# Toddler leaning head back in ergo/neck strain?



## seeking_peace (Feb 19, 2007)

It was raining today so I put my 18 month old in the ergo and walked the track at the Y. As I was going past the windows I noticed that she was leaning her head completely back looking up at the skylights and it seemed to be pretty jarring to her neck as she bounced.

One of the trainers at the Y actually came over to make sure I knew that she was leaning back like that (I think they thought she was a bit younger and just didn't have the head/neck control).

So I switched her around to the front and she snoozed (I think part of the problem was that she was tired).

It is so much more comfortable to have her on the back than on the front, so I'd rather walk that way.

Does anyone else have a toddler that doest his? I hate to put the head support up while she is awake because it just seems to piss her off, but I don't want her neck to get all out of whack either.


----------



## Quirky (Jun 18, 2002)

Hmmm, I think that if it hurts her she probably won't do it....babies are pretty flexible and can sleep in some strange positions without seeming to come to harm. I often think that the Ergo hood is more about adults not being comfortable seeing a baby's head flopped back than for the baby's comfort. I've seen a lot of pictures of short-bodied traditional mei tais where the babies' heads are hanging backwards when they sleep, and that's just how they get carried.

Do you have the shoulder straps snugged down so that your baby is tight against your body? If so, you know she's getting good body support and isn't just flopping backwards because there's too much room in the carrier.


----------



## subrosa (Aug 1, 2006)

my 21-month-old does this frequesntly; I think she just likes checking out what's above her, since she also does it ouside the Ergo.

I don't tend to snug the straps too tightly, either, or she fights me on it. She likes to have a little space (has since birth), and I can respect that.


----------



## seeking_peace (Feb 19, 2007)

Thanks for the input









I do have to remember too that she won't hesitate to tell me when something isn't right (she has the normal lack of patience of a toddler...lol). So if it had been bothering her I'm sure she would have squawked. I think she was just hanging out back there, just bobbing along. You should have seen the surprise on the trainer's face too when I pulled her around to the front and she grinned and said,"Hi Mama!!" lol

I think people are more sensitive to a child in a carrier too. If she had been in a stroller, leaning back and over like that, I don't think anyone would have thought twice.


----------



## ~happy2Bamommy~ (May 16, 2006)

Quote:


Originally Posted by *Quirky* 
Hmmm, I think that if it hurts her she probably won't do it....babies are pretty flexible and can sleep in some strange positions without seeming to come to harm. I often think that the Ergo hood is more about adults not being comfortable seeing a baby's head flopped back than for the baby's comfort. I've seen a lot of pictures of short-bodied traditional mei tais where the babies' heads are hanging backwards when they sleep, and that's just how they get carried.

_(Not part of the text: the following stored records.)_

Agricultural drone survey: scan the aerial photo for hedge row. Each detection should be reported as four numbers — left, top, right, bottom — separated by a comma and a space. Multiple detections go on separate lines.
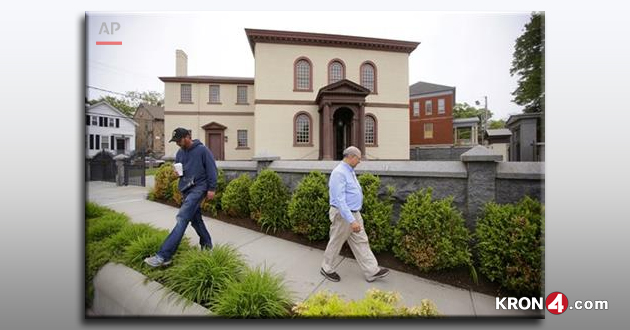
85, 203, 292, 318
151, 166, 544, 295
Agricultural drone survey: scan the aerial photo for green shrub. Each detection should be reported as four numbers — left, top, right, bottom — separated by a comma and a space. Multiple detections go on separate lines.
165, 245, 246, 307
359, 173, 394, 252
85, 212, 129, 243
287, 171, 330, 241
102, 223, 159, 262
120, 229, 191, 280
475, 196, 544, 296
213, 267, 291, 318
249, 169, 289, 232
221, 174, 252, 217
85, 202, 113, 220
201, 169, 227, 217
393, 188, 476, 270
293, 289, 440, 317
152, 164, 178, 200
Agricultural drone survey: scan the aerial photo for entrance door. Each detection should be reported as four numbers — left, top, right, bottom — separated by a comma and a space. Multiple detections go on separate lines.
116, 139, 125, 155
333, 108, 354, 160
208, 132, 223, 160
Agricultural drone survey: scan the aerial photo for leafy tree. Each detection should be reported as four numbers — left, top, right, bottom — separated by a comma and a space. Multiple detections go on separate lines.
510, 13, 545, 113
488, 119, 505, 129
88, 91, 164, 117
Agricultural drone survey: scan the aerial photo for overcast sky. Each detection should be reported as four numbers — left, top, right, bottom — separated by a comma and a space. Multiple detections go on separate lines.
86, 11, 530, 119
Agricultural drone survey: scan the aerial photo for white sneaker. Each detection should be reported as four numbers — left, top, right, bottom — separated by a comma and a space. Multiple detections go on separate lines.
144, 254, 173, 268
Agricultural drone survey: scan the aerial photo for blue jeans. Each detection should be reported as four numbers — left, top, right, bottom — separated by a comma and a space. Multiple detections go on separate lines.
157, 189, 212, 260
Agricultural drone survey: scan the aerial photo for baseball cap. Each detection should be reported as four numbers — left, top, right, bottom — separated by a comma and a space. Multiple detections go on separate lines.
168, 127, 190, 142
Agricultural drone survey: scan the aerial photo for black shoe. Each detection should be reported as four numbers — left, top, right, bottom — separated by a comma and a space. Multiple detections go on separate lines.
366, 268, 389, 282
319, 268, 341, 282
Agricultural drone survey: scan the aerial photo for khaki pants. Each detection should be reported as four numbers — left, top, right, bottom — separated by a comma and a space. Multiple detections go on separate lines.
322, 207, 379, 279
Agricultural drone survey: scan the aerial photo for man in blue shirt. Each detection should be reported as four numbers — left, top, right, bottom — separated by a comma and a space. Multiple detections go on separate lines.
144, 127, 217, 267
320, 146, 389, 282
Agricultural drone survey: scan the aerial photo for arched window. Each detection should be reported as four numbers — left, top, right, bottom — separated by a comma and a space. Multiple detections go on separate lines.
328, 59, 346, 84
293, 57, 313, 92
365, 114, 377, 146
293, 112, 313, 146
361, 61, 377, 93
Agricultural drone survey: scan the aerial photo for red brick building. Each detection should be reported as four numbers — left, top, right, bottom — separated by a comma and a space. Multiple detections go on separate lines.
409, 81, 455, 148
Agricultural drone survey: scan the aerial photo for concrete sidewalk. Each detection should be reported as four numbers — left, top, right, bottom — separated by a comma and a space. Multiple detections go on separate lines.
86, 177, 544, 317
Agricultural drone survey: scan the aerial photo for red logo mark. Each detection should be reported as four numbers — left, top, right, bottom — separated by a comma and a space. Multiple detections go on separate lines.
545, 292, 569, 315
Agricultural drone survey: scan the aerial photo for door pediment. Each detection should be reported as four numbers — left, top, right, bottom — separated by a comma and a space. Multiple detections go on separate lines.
201, 121, 227, 131
315, 79, 370, 104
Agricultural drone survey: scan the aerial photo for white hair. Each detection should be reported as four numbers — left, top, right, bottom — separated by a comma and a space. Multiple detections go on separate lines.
343, 146, 361, 158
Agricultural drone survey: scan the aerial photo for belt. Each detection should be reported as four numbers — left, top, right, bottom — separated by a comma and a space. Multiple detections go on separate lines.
331, 205, 361, 213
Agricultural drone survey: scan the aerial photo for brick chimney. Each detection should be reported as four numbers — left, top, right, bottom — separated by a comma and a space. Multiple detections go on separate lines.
175, 49, 188, 77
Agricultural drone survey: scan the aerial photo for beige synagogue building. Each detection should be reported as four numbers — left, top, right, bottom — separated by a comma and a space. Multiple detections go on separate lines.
160, 29, 419, 160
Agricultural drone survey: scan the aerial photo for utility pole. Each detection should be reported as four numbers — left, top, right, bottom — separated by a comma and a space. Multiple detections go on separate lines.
481, 96, 488, 145
475, 96, 488, 145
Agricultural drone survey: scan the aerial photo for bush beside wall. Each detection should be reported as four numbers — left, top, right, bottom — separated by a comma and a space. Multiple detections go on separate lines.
393, 189, 472, 271
288, 171, 330, 241
249, 169, 289, 232
475, 196, 545, 297
359, 173, 394, 252
221, 174, 252, 217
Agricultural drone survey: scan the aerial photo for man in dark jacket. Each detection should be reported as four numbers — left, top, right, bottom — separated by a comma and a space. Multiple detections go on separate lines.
144, 127, 217, 267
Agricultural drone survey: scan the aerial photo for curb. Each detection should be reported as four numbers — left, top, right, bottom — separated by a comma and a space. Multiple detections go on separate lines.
92, 262, 212, 317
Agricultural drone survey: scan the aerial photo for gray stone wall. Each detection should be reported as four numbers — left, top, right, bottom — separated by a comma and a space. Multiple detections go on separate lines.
217, 146, 545, 229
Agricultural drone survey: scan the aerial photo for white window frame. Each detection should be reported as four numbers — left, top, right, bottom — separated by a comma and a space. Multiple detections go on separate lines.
236, 129, 249, 148
208, 85, 221, 103
236, 85, 249, 104
423, 123, 434, 139
179, 84, 192, 103
100, 135, 110, 150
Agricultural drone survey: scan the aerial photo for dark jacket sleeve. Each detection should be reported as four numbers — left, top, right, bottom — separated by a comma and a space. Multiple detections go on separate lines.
203, 149, 217, 191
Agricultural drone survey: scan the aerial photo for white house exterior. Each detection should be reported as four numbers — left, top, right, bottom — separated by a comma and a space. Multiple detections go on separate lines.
159, 29, 419, 160
85, 102, 138, 158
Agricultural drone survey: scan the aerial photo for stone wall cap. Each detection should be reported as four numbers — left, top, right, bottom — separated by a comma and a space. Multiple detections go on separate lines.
497, 162, 545, 180
460, 145, 503, 162
269, 160, 467, 178
252, 156, 280, 162
216, 160, 257, 171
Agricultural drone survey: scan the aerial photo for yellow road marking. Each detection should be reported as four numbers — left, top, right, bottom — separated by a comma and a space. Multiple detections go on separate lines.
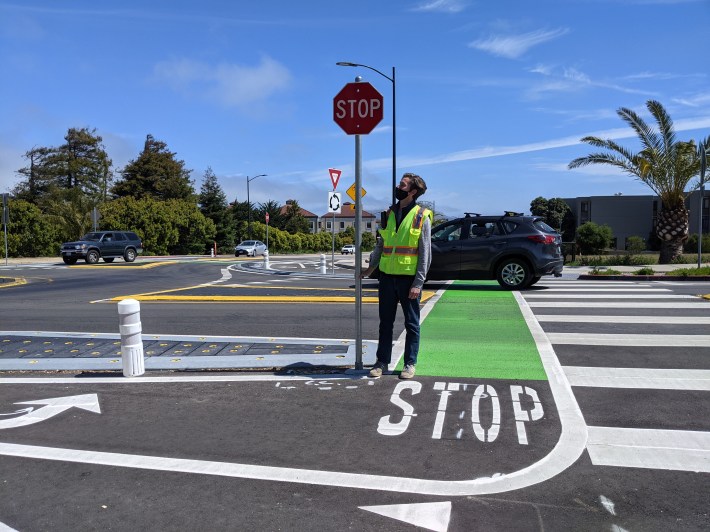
69, 260, 178, 270
0, 277, 27, 288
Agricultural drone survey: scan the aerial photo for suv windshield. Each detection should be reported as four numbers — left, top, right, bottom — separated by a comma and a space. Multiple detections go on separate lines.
533, 220, 557, 234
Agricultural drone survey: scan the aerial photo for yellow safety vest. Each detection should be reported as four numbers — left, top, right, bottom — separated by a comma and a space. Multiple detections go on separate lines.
379, 205, 433, 275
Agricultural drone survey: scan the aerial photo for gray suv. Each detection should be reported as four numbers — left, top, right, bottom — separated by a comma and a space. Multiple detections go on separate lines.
60, 231, 143, 264
427, 212, 564, 290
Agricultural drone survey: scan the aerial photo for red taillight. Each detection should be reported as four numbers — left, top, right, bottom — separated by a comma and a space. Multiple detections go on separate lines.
528, 235, 555, 244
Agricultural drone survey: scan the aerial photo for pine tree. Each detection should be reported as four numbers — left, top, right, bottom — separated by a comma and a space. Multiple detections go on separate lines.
112, 135, 195, 201
198, 168, 235, 253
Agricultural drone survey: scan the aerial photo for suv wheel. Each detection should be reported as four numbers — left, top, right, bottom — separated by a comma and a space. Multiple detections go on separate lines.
86, 249, 100, 264
496, 259, 532, 290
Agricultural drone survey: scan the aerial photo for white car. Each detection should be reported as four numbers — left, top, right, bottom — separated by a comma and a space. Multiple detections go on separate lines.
234, 240, 266, 257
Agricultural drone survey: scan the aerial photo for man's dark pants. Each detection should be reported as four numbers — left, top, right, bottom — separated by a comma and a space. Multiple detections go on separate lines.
377, 272, 419, 365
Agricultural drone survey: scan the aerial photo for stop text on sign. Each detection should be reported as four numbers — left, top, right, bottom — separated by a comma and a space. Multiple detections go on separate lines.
335, 98, 382, 118
333, 82, 384, 135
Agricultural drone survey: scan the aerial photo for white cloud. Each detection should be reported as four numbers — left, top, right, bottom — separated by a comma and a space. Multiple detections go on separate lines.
154, 56, 291, 107
525, 65, 658, 99
413, 0, 466, 13
469, 28, 569, 59
394, 116, 710, 167
673, 92, 710, 107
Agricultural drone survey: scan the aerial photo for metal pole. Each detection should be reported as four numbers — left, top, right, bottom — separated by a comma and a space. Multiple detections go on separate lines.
247, 176, 251, 240
392, 67, 397, 205
698, 141, 707, 268
355, 135, 362, 369
2, 194, 10, 266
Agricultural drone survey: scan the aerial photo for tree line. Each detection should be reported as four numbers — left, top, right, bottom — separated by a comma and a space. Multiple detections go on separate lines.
8, 128, 374, 257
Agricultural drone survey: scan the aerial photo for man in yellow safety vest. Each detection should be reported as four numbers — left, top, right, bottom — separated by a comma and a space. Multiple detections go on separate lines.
362, 173, 433, 379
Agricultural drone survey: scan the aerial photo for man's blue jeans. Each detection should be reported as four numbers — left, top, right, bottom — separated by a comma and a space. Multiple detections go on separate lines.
377, 272, 420, 365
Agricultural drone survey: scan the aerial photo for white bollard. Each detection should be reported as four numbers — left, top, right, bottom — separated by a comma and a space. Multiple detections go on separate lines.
118, 299, 145, 377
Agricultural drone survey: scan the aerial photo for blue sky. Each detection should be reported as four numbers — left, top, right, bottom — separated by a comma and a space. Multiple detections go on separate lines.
0, 0, 710, 216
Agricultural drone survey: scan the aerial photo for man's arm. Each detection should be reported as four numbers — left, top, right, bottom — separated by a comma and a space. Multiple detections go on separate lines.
412, 216, 431, 290
360, 234, 383, 278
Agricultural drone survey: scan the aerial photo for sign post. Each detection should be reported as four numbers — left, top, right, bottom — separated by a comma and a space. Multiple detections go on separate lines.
265, 212, 269, 251
698, 141, 707, 268
333, 80, 384, 369
2, 194, 10, 266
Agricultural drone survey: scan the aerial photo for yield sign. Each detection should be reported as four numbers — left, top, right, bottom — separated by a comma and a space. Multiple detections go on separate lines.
328, 168, 343, 190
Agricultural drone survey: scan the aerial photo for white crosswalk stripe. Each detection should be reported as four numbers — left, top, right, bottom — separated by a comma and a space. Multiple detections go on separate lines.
523, 280, 710, 473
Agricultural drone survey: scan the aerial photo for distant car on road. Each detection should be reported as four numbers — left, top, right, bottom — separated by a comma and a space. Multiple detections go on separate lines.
234, 240, 266, 257
60, 231, 143, 264
427, 212, 563, 290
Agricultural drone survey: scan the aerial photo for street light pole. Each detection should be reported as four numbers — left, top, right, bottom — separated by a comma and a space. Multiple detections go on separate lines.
335, 61, 397, 205
247, 174, 266, 240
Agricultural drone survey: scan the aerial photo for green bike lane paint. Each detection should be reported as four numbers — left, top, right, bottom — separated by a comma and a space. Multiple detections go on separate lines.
400, 281, 547, 380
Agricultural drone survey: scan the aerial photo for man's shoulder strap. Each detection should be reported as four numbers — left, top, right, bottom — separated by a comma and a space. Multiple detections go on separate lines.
412, 205, 433, 229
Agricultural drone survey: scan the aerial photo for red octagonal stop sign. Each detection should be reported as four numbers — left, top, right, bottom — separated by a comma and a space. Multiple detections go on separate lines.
333, 82, 384, 135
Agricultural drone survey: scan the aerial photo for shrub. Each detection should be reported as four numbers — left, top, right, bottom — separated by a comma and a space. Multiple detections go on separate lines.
577, 222, 612, 255
634, 267, 656, 275
589, 266, 621, 275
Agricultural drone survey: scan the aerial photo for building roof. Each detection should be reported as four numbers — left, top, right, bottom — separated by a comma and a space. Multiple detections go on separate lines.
321, 201, 377, 219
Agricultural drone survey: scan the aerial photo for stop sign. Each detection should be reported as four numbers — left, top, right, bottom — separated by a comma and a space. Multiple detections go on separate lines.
333, 82, 384, 135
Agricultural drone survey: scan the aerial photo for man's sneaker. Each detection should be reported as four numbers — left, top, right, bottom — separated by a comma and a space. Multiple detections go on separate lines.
399, 364, 415, 379
370, 360, 387, 377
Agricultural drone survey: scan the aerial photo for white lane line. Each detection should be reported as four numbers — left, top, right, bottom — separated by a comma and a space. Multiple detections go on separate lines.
547, 333, 710, 347
537, 280, 651, 286
528, 299, 710, 311
525, 292, 698, 299
562, 366, 710, 392
535, 314, 710, 325
587, 427, 710, 473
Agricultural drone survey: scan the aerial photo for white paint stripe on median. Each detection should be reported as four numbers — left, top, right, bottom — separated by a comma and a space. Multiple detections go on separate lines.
547, 333, 710, 347
562, 366, 710, 392
535, 314, 710, 325
587, 427, 710, 473
528, 299, 710, 310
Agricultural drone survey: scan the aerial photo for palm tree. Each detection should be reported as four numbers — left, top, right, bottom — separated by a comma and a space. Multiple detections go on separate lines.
568, 100, 710, 264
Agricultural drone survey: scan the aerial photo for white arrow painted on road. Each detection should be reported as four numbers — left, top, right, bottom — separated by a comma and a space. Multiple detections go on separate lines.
0, 393, 101, 429
0, 406, 35, 417
360, 501, 451, 532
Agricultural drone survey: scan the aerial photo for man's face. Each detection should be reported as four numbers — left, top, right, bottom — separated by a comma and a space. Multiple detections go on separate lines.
397, 177, 412, 192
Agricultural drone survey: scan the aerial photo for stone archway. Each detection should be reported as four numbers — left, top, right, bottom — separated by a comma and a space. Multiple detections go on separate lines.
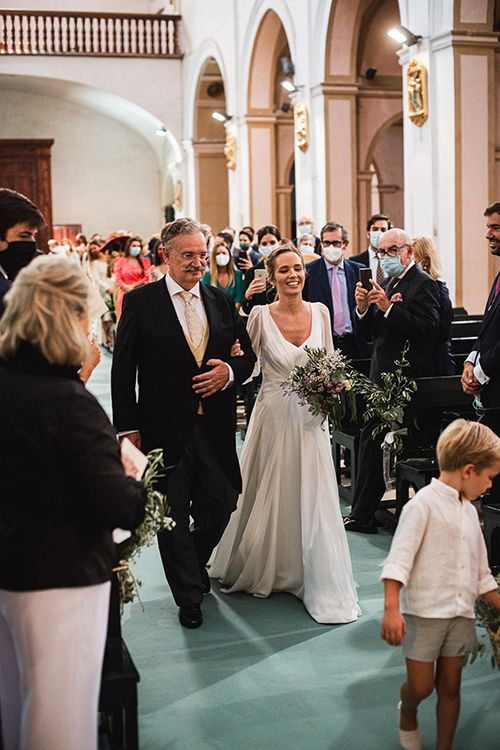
193, 57, 229, 232
323, 0, 403, 253
246, 10, 294, 236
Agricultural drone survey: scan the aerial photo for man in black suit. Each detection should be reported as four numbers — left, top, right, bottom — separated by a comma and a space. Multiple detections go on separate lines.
0, 188, 45, 316
344, 229, 440, 534
111, 219, 255, 628
462, 202, 500, 502
302, 221, 366, 359
352, 214, 392, 284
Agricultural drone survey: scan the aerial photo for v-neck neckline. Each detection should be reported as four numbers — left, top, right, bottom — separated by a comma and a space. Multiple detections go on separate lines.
267, 302, 313, 349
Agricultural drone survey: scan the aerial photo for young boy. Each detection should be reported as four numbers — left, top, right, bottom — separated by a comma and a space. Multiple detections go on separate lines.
381, 419, 500, 750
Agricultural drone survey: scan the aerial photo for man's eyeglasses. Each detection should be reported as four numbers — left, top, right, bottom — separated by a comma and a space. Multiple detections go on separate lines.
377, 245, 408, 258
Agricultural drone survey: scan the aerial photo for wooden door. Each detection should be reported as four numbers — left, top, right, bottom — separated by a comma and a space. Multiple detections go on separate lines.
0, 139, 54, 250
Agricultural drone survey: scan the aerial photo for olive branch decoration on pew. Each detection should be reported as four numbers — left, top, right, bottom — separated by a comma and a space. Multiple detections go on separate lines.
115, 448, 175, 609
353, 341, 417, 456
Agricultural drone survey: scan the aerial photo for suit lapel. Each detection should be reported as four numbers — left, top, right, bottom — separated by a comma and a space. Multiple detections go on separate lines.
318, 258, 333, 318
200, 284, 221, 362
148, 279, 194, 366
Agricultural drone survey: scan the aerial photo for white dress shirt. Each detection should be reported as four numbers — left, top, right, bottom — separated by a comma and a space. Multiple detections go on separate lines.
380, 479, 497, 619
165, 272, 234, 391
323, 257, 352, 334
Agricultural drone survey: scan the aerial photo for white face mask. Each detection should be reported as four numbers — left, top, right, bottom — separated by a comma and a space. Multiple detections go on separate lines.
298, 224, 313, 234
370, 229, 384, 250
259, 247, 279, 258
323, 245, 343, 263
215, 253, 229, 266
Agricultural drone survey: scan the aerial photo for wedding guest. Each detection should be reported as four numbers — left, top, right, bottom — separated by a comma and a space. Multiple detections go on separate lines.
111, 218, 255, 628
210, 242, 360, 623
302, 221, 367, 359
201, 240, 243, 310
293, 216, 321, 255
351, 214, 392, 284
297, 234, 318, 264
0, 257, 145, 750
233, 228, 260, 272
85, 240, 115, 350
345, 228, 440, 534
0, 188, 45, 315
114, 237, 151, 321
411, 237, 455, 375
381, 419, 500, 750
241, 224, 281, 315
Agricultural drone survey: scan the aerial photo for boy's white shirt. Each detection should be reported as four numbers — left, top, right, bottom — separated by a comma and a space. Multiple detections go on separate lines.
380, 479, 496, 619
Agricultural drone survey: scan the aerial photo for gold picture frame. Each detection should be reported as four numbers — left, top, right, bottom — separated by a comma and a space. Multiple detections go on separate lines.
406, 58, 429, 127
293, 104, 309, 151
224, 130, 236, 170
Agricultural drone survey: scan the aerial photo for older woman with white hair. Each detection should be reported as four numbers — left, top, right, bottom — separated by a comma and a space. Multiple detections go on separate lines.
0, 257, 145, 750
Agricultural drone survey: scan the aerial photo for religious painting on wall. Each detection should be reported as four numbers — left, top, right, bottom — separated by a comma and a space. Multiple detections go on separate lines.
406, 59, 429, 127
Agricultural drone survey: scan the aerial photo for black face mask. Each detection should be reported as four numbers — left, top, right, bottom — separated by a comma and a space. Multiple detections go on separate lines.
0, 240, 38, 281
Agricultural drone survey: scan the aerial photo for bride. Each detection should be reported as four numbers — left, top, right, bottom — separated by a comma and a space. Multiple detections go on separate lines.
210, 243, 361, 623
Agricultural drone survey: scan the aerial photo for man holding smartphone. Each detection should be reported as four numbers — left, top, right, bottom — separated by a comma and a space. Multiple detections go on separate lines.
344, 229, 440, 534
302, 221, 366, 359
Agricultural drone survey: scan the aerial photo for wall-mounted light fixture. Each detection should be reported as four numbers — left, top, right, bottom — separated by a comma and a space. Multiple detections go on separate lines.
212, 112, 233, 122
280, 80, 304, 94
387, 26, 422, 47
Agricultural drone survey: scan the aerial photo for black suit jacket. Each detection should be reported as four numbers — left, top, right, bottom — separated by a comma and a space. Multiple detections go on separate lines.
302, 258, 366, 357
356, 265, 441, 382
473, 273, 500, 408
111, 279, 255, 488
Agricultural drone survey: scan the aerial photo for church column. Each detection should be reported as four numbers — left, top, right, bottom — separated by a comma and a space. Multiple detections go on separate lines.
323, 84, 360, 249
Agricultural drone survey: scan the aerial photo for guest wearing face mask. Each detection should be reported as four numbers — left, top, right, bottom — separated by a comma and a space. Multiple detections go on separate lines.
0, 188, 45, 316
297, 234, 318, 263
352, 214, 392, 284
241, 224, 281, 315
114, 237, 151, 321
302, 221, 366, 359
344, 229, 440, 534
201, 240, 243, 310
233, 229, 260, 273
293, 216, 321, 255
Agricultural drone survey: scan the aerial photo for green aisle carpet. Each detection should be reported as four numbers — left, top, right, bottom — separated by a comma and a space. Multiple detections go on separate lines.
89, 355, 500, 750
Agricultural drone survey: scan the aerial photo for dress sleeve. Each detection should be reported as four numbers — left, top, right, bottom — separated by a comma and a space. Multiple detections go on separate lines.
313, 302, 334, 354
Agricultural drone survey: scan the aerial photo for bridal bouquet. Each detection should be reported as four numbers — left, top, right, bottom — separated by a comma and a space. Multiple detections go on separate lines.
115, 448, 175, 608
281, 346, 356, 429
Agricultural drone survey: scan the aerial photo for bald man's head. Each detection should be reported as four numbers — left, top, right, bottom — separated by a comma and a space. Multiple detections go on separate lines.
379, 227, 411, 250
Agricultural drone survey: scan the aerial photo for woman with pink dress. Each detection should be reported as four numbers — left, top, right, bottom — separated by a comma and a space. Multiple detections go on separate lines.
114, 237, 151, 321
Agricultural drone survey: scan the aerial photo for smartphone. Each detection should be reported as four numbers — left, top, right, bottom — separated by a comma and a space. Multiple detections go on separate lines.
254, 268, 267, 284
359, 268, 373, 292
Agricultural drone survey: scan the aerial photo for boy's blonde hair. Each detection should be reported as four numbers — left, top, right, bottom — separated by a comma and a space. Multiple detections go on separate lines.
436, 419, 500, 471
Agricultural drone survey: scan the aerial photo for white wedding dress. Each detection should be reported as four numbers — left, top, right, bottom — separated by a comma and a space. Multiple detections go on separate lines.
209, 302, 361, 623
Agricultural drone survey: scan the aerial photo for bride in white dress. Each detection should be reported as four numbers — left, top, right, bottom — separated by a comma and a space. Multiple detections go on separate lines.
210, 244, 361, 623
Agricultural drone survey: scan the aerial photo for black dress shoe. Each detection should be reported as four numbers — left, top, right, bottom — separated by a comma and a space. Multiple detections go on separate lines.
179, 604, 203, 629
344, 516, 377, 534
200, 568, 212, 594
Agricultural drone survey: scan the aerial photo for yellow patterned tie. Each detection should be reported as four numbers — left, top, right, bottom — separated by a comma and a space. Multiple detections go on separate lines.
179, 292, 205, 348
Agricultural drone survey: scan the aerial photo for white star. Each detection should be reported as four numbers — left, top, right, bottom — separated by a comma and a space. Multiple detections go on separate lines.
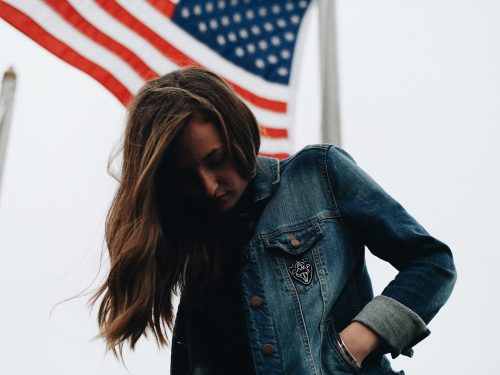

Do you have the shoulder straps snugged down so that your baby is tight against your body? If so, you know she's getting good body support and isn't just flopping backwards because there's too much room in the carrier.

yup to all that! I can't o short bodied carriers due to this with my son.


----------



## seeking_peace (Feb 19, 2007)

I wonder if my baby trekker would be a better choice. I always preferred my ergo, but I think the baby trekker covers a little more of her body.

I never thought about the ergo being so short. Usually when we use it we are doing some general slow hiking. Guess that is a little different than me power-walking around a track.

Thanks!


----------



## seeking_peace (Feb 19, 2007)

Tried it again today and made sure the straps were nice and snug and it made a huge difference.

Today she snoozed without flopping all over


----------